One thing I noticed - not sure if related: in GCE console, when I look at VM instances, the Ready node is being used by the instance group and the load balancer (which is the service around an nginx entry point), but the NotReady node is only in use by the instance group - not the load balancer.
Furthermore, in kubectl get events, there was a line:
Warning CreatingLoadBalancerFailed {service-controller } Error creating load balancer (will retry): Failed to create load balancer for service default/proxy-service: failed to ensure static IP 104.199.xx.xx: error creating gce static IP address: googleapi: Error 400: Invalid value for field 'resource.address': '104.199.xx.xx'. Specified IP address is already reserved., invalid
I specified loadBalancerIP: 104.199.xx.xx in the definition of the proxy-service to make sure that on each restart the service gets the same (reserved) static IP.
Any ideas on how to prevent this from happening? So that if a node gets stuck in NotReady state it at least restarts - but ideally doesn't get into such state to begin with?
Thanks.
The first thing I would do is to define Resources and Limits for those pods.
Resources tell the cluster how much memory and CPU you think that the pod is going to use. You do this to help the scheduler to find the best location to run those pods.
Limits are crucial here: they are set to prevent your pods damaging the stability of the nodes. It's better to have a pod killed by an OOM than a pod bringing a node down because of resource starvation.
For example, in this case you're saying that you want 200m CPU (20%) for your pod but if for any chance it goes above 300 (30%), you want the scheduler to kill it and start a new one.
spec:
containers:
- image: nginx
imagePullPolicy: Always
name: nginx
resources:
limits:
cpu: 300m
memory: 200Mi
requests:
cpu: 200m
memory: 100Mi
You can read more here: http://kubernetes.io/docs/admin/limitrange/
For AWS I can tell. You can create dynamic scaling policies based on CPU and memory utilization.

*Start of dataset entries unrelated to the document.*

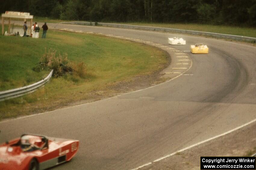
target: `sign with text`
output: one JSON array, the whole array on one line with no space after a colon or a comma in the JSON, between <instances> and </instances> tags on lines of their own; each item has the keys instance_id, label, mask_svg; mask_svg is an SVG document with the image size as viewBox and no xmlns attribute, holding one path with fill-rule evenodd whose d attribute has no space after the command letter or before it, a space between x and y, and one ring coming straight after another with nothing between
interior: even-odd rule
<instances>
[{"instance_id":1,"label":"sign with text","mask_svg":"<svg viewBox=\"0 0 256 170\"><path fill-rule=\"evenodd\" d=\"M29 16L30 13L27 12L16 12L15 11L6 11L5 14L17 16Z\"/></svg>"}]
</instances>

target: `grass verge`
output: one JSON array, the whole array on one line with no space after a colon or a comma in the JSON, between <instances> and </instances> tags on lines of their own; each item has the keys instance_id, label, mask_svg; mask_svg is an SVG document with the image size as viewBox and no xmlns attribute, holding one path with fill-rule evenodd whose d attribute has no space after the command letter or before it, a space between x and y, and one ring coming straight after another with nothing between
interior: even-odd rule
<instances>
[{"instance_id":1,"label":"grass verge","mask_svg":"<svg viewBox=\"0 0 256 170\"><path fill-rule=\"evenodd\" d=\"M49 70L32 70L45 48L67 53L71 62L84 62L86 76L52 78L33 93L0 102L0 120L113 96L119 92L115 87L120 82L129 83L134 77L154 74L168 62L165 52L130 41L52 30L46 38L0 36L0 91L37 81L48 74Z\"/></svg>"}]
</instances>

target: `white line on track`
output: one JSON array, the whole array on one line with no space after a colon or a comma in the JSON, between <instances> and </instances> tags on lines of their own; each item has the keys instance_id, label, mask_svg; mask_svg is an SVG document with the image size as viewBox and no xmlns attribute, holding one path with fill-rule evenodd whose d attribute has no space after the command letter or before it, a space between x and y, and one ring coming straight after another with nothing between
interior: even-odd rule
<instances>
[{"instance_id":1,"label":"white line on track","mask_svg":"<svg viewBox=\"0 0 256 170\"><path fill-rule=\"evenodd\" d=\"M181 68L173 68L172 69L187 69L186 67L181 67Z\"/></svg>"},{"instance_id":2,"label":"white line on track","mask_svg":"<svg viewBox=\"0 0 256 170\"><path fill-rule=\"evenodd\" d=\"M180 74L180 75L184 75L184 74ZM208 139L206 139L206 140L204 140L204 141L201 141L201 142L198 142L198 143L197 143L195 144L194 144L191 145L191 146L190 146L189 147L185 147L185 148L184 148L183 149L181 149L180 150L179 150L178 151L176 151L175 152L173 152L173 153L171 153L170 154L169 154L169 155L166 155L166 156L164 156L161 157L157 159L156 159L156 160L153 161L152 162L149 162L149 163L148 163L146 164L145 164L143 165L140 166L138 167L138 168L135 168L134 169L133 169L132 170L136 170L138 169L139 169L140 168L142 168L143 167L144 167L144 166L147 166L148 165L150 165L150 164L152 164L153 162L158 162L160 161L161 161L161 160L162 160L164 159L165 159L166 158L168 158L168 157L170 157L170 156L172 156L173 155L175 155L175 154L177 153L178 153L179 152L182 152L185 151L185 150L186 150L192 148L192 147L195 147L195 146L198 146L198 145L199 145L201 144L202 144L203 143L205 143L206 142L207 142L210 141L211 141L211 140L213 140L213 139L215 139L216 138L219 138L220 137L226 135L227 135L228 134L229 134L229 133L230 133L233 132L234 131L236 131L236 130L238 130L239 129L241 129L241 128L243 128L245 126L246 126L250 124L251 124L251 123L254 123L255 122L256 122L256 119L254 119L254 120L253 120L251 121L250 122L248 122L248 123L245 123L245 124L244 124L243 125L241 125L241 126L238 126L238 127L236 127L236 128L235 129L232 129L232 130L229 130L229 131L228 131L226 132L225 133L222 133L221 134L220 134L220 135L217 135L217 136L215 136L213 137L212 138L209 138Z\"/></svg>"},{"instance_id":3,"label":"white line on track","mask_svg":"<svg viewBox=\"0 0 256 170\"><path fill-rule=\"evenodd\" d=\"M167 72L165 73L166 74L181 74L181 73L180 72Z\"/></svg>"}]
</instances>

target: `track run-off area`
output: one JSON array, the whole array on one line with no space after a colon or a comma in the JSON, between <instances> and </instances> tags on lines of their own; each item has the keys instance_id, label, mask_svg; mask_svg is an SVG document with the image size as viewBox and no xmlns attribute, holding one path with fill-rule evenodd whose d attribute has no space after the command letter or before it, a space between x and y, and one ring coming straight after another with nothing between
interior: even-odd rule
<instances>
[{"instance_id":1,"label":"track run-off area","mask_svg":"<svg viewBox=\"0 0 256 170\"><path fill-rule=\"evenodd\" d=\"M24 133L79 140L73 160L55 169L136 168L256 118L256 47L169 33L48 25L58 29L143 40L189 58L171 54L173 61L176 57L193 63L179 74L184 76L177 74L174 77L176 78L150 88L0 122L1 143ZM168 38L176 36L186 40L186 44L168 44ZM209 54L191 54L190 45L196 43L207 45ZM189 68L181 65L176 66Z\"/></svg>"}]
</instances>

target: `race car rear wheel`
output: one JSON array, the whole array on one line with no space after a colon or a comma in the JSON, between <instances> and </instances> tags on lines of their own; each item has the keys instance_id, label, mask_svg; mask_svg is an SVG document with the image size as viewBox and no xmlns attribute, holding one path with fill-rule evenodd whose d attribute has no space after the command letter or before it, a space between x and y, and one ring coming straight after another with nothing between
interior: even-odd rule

It goes in NotReady state because of out of memory or maybe insufficient CPU. You can create a custom memory metric to collect memory metric of all the worker nodes in the cluster collectively and push it to cloudwatch.
You can follow this documentation- https://docs.aws.amazon.com/AWSEC2/latest/UserGuide/mon-scripts.html
CPU metric is already there so no need to create it. So a memory metric will be created for you cluster.
You can now create an alarm for it when it goes above certain threshold. Now you have to go to the Auto Scaling Group through AWS console. Now you have to add a scaling policy for your autoscaling group selecting the alarm that you created and add number of instance accordingly.